Top 30 Shortlisted in Alternate Realities 2022 International Architecture Competition
Ursula Emerymcclure, Sarah Young, Michael McClure, and Kristie Cheramie
Climate change means much more than temperature increases. It means MORE water, LESS water, MORE volatility, LESS predictability, places of ABUNDANCE, and places of SCARCITY.
The Gulf Coast is saturated with rainfall; the West/Southwest is dry as a bone, on fire, and drought-ridden. So, if we understand climate change disproportionately shifts resources in the future, how can we capture abundance and redistribute it to places of scarcity?
For this alternate reality, we appropriate the Oil & Gas industries’ pipeline infrastructure currently operating across the US. At the technological forefront of liquid transfer, the industries’ fluid transport infrastructures distribute capital assets from source points to distribution networks. WaterBANKS appropriates this existing infrastructural, industrial system and proposes reusing and augmenting it to distribute water. WATER IS THE NEW OIL!!!

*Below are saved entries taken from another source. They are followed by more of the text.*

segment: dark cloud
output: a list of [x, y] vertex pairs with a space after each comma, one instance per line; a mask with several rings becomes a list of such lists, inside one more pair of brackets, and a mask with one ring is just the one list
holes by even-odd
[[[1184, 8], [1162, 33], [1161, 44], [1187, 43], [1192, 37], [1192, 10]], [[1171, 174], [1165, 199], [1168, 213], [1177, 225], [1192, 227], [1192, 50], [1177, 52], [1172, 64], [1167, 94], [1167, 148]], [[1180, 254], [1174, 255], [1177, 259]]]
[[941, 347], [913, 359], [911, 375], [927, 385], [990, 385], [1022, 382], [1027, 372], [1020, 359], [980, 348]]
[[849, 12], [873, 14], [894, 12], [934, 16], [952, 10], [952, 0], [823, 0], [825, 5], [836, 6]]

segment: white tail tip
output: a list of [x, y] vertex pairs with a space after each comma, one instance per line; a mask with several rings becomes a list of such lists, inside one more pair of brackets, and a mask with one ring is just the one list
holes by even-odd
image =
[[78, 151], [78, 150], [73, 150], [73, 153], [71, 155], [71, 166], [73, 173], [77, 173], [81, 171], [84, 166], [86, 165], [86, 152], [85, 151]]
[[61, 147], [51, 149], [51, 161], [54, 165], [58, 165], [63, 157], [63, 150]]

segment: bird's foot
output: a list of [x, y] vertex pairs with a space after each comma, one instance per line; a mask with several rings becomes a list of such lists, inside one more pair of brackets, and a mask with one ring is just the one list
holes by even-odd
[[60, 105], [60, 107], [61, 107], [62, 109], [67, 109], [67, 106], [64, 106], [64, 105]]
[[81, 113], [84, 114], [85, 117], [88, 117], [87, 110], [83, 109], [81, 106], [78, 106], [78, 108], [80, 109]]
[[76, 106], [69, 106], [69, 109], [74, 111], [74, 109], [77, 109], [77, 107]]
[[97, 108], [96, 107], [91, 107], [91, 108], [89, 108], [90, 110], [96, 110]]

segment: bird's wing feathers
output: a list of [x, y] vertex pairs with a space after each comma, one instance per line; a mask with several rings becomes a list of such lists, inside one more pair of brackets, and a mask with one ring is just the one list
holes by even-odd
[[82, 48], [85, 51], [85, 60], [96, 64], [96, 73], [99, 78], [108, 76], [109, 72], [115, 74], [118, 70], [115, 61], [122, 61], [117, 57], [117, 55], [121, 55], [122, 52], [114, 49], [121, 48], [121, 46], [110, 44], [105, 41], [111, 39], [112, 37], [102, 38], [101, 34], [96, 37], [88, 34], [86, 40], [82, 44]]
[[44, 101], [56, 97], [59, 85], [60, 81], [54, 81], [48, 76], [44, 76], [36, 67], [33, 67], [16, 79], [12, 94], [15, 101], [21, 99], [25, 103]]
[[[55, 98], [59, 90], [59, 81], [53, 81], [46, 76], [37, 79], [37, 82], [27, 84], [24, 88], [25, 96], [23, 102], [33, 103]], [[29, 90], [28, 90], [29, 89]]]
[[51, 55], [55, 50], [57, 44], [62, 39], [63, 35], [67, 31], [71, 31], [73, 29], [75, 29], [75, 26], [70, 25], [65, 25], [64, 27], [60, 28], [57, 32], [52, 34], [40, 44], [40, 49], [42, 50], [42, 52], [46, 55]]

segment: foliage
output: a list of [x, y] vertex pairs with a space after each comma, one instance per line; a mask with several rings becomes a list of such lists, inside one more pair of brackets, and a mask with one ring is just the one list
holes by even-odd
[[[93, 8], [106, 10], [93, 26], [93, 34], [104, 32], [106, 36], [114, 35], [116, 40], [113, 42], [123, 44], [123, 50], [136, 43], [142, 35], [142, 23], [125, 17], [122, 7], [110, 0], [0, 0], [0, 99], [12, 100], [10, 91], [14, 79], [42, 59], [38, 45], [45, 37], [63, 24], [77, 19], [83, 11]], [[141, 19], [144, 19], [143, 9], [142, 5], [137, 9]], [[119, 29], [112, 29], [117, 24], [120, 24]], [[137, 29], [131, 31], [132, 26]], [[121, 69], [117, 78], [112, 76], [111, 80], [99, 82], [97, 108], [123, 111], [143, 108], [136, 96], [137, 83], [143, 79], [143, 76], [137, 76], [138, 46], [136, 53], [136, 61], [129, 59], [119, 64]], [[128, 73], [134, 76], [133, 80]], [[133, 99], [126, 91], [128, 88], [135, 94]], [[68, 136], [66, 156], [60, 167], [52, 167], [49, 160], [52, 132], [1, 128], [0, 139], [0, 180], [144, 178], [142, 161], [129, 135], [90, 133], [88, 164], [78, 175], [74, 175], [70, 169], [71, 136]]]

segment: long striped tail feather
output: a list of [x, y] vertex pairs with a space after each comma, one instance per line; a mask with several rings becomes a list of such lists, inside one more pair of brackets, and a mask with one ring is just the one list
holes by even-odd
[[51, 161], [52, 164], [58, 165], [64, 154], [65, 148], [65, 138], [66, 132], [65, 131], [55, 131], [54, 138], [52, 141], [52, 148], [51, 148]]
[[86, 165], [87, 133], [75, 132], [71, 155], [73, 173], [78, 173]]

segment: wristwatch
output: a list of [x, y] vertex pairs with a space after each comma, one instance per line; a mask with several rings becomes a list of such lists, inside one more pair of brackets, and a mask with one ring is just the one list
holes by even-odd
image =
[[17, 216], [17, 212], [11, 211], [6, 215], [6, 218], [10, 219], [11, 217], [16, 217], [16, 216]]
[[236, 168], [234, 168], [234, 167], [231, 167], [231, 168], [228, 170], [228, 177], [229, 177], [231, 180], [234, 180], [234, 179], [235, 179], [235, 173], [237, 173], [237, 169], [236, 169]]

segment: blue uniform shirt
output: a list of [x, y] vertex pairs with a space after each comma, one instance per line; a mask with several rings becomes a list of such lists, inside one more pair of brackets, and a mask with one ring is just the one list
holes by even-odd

WaterBANKS proposes to gather the abundant stormwater from Houston and New Orleans (both plagued with rainstorm flooding), move it through the urban drainage systems to geographical low points, pipe it to the banks through constructed wetland filters, and store it in the banks for purchase and continental distribution. Metropolises and aquifers in need can connect to the distribution network and purchase water from the BANKS. Upon purchase, WaterBANKS will fill pipelines, open valves, and pump to places of scarcity. Water will trade on the stock exchange, and supply levels and demand will control pricing. Users will access this precious commodity at local parking lot distribution kiosks.
All living things need water.
WaterBANKS attempts to fulfill that need.